Five years ago a devastating earthquake struck off the coast of Japan. As if the shockwaves weren’t bad enough, the tsunami that followed was devastating. In some places the wave reached a height of 133 feet, and in others, it travelled six miles inland. It wiped out nuclear power infrastructure, causing the three meltdowns at the Fukushima plant. In all, the earthquake and tsunami killed 16,000 people and damaged more than a million buildings.
When a lot of people think about tsunamis, they picture the sort of big wave that the only most foolhardy surfers seek out — a behemoth rising from the sea and breaking into a sharp crest, maybe with a tunnel. But tsunamis are very different in character from normal wind-blown ocean waves. They are in a way less visually dramatic, but at the same time dramatically more powerful and dangerous.
Regular waves have a relatively short wavelength — the distance from crest to crest. When they roll into shallow water, friction against the land causes the wave to slow down. As the wavelength decreases, the wave height increases correspondingly, resulting in a wave that becomes increasingly sharp and steep. In some cases, the wave becomes so sharp that it destabilizes and breaks forward, as the faster-moving water at the top of the crest overtakes slower parts of the wave below.
Tsunamis are caused by earthquakes or other events that suddenly displace a large quantity of water and therefore destabilize the equilibrium of the ocean. They typically have very long wavelengths — 100 miles or longer. Out in the ocean, they are almost imperceptible — you could float over one on a small boat and not notice. It could take ten minutes to ride from the bottom of the wave to the top and back down again.
But although the tsunami has a gradual slope, it is extremely powerful. Just imagine the amount of energy contained in a 100-mile-long wave traveling at a speed of 600 miles per hour across the ocean.

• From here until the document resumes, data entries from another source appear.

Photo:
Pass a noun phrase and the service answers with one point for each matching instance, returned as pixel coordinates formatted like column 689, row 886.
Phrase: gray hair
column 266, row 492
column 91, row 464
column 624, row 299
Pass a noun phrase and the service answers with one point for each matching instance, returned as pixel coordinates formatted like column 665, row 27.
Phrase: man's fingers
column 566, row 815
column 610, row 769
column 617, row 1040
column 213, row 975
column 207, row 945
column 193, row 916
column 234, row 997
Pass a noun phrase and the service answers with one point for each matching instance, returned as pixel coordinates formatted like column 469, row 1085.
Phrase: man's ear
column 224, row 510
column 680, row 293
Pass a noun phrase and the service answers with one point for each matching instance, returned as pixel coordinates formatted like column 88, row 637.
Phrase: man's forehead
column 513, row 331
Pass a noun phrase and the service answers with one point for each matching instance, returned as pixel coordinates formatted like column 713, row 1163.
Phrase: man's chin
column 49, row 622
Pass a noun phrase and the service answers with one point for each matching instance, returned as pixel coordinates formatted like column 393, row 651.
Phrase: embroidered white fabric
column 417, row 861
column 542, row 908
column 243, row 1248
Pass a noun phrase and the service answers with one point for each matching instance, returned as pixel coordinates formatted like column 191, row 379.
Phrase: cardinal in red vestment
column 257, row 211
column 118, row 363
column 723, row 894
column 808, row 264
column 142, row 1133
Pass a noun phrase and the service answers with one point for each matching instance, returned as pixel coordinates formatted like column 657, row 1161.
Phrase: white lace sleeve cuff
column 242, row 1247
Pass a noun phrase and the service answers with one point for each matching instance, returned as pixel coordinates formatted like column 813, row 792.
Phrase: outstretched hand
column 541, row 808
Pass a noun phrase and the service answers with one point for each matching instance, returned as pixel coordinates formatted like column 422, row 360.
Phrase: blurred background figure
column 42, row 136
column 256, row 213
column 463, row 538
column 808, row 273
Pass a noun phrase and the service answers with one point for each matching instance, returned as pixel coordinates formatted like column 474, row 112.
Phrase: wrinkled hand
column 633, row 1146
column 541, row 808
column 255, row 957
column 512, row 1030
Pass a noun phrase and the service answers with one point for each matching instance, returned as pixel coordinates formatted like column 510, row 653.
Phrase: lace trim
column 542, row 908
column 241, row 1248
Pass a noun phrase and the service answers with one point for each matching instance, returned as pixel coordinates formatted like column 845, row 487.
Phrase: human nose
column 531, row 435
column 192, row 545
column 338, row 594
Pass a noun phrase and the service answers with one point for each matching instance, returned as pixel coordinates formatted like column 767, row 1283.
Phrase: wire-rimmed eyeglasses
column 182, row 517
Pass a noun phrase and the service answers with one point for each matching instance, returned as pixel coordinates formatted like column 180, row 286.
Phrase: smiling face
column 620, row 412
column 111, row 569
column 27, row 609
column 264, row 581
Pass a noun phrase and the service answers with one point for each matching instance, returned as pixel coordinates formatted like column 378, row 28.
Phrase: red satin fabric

When it strikes land, it appears not as a breaking wave but as a very quickly rising tide, coming in with the force of all that water behind it.
What a tsunami does when it makes landfall depends on the features of the coast it hits. If the wave can’t travel forward, it will go up. The highest tsunami ever recorded hit Lituya Bay, Alaska, in 1958. The narrow fjord and its steep mountain walls left nowhere for the water to go but up as the force of the tsunami kept pushing in from behind. The force of the wave took out trees 1,720 feet above sea level.
If a tsunami hits a relatively float shore, the wave will push inland rather than up. A tsunami can travel distances of 10 miles or more past the shoreline. And although the wavelength is long, tsunamis come in sets just like regular waves — just because one has come and gone doesn’t mean there isn’t a bigger one coming behind.
All this to say, if you’re near a coast and hear a tsunami warning, don’t look out to the ocean and expect to see a large wave cresting in the distance. You may see no wave at all. This doesn’t mean you are safe. Instead — turn, run, and get to the highest ground possible as quickly as possible. It may not look like much, but once a tsunami arrives it will destroy everything in its path.